Apr 15, 2007 06:25 PM
Donna Oehler
Realty Executives Platinum - Palmdale, CA
A.V. Foreclosure Specialist
Good information!
Apr 24, 2007 08:17 PM
Ben Blonder
Broker/Owner, Keller Williams - Fort Collins, CO
Buyers, Sellers, Investors!

You have to "pre-negotiate" with your short sale buyer.  You MUST tell them upfront everything that they need to know, especially when it comes to the Colorado Short Sale Addendum.  This form allows either the buyer or the seller to cancel the Contract to Buy and Sell Real Estate, anytime up until the seller has received WRITTEN notice of Short Sale Acceptance. 

This gives the seller the option to cancel a lower contract if a higher one comes in (the idea being that the seller needs the strongest offer they can get, to minimize their tax consequences if its an investment property, or just to increase the odds that the deal will get accepted by the bank because the higher offer nets the bank more money).  The Short Sale Addendum also allows a buyer to have a contract on a short sale and continue to shop around while waiting for their short sale to get accepted, so they are not tied to it, and if they find something else they like before the actual Short Sale Acceptance occurs, they can cancel their contract.
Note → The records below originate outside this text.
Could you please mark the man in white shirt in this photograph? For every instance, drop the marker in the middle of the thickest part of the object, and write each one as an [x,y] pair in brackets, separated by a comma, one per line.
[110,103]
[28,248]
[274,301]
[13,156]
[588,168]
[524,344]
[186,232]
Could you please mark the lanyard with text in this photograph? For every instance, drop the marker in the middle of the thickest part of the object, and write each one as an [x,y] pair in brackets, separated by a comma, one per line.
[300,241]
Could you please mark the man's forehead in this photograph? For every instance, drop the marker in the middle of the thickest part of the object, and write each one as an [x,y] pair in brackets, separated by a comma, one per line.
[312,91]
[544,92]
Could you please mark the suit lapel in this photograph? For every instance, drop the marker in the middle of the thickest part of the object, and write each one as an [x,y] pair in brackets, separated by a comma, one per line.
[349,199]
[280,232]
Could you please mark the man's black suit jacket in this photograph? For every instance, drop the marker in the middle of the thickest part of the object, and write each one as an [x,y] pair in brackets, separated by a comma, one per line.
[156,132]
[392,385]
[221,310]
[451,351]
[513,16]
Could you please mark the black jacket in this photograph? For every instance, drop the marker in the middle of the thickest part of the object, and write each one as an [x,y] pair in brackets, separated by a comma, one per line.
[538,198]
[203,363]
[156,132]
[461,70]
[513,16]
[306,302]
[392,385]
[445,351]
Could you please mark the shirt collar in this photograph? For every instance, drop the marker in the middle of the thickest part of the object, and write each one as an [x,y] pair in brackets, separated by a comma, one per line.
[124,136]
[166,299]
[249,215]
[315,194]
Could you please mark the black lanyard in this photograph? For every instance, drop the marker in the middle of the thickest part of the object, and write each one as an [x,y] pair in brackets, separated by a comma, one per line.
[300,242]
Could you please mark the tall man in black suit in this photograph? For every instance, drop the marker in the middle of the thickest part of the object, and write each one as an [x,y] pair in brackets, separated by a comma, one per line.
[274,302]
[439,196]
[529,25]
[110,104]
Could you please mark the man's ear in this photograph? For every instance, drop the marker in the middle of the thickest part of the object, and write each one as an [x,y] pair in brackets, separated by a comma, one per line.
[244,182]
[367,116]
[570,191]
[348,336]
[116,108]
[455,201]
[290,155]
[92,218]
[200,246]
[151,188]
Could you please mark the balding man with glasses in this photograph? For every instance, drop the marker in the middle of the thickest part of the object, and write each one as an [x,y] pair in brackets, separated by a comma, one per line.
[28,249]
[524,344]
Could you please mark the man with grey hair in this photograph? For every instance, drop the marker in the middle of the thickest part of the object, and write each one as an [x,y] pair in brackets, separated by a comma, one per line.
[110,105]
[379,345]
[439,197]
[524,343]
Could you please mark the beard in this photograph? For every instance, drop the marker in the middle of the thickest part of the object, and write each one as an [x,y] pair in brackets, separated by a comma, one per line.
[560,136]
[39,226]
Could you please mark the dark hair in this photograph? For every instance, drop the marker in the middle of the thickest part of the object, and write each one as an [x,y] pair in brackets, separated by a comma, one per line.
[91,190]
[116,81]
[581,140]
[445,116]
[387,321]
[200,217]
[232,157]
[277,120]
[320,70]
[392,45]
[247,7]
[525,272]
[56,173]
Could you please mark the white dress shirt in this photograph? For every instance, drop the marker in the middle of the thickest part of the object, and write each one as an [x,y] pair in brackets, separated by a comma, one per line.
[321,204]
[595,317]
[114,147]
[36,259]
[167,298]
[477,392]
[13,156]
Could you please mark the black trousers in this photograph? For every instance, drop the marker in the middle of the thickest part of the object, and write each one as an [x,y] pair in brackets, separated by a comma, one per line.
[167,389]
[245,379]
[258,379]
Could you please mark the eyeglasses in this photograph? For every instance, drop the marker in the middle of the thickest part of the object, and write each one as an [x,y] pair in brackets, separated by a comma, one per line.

DO NOT GIVE EARNEST MONEY until the Short Sale Acceptance occurs!  In fact, if you havent noticed, I keep capitalizing Short Sale Acceptance.  This is because I ALWAYS define that date, SSA, in additional provisions, and then I make most of the dates in the contract a certain amount of days from SSA.  For instance, earnest money deadline would usually be 3 days from SSA.  Inspection (NEVER HAVE YOUR BUYER GET INSPECTION BEFORE SSA), usually 10 days from SSA.  Etc etc etc.  I highly recommend defining SSA in the additional provisions section.  If you want me to post the "legal language" to use, let me know and I will post it.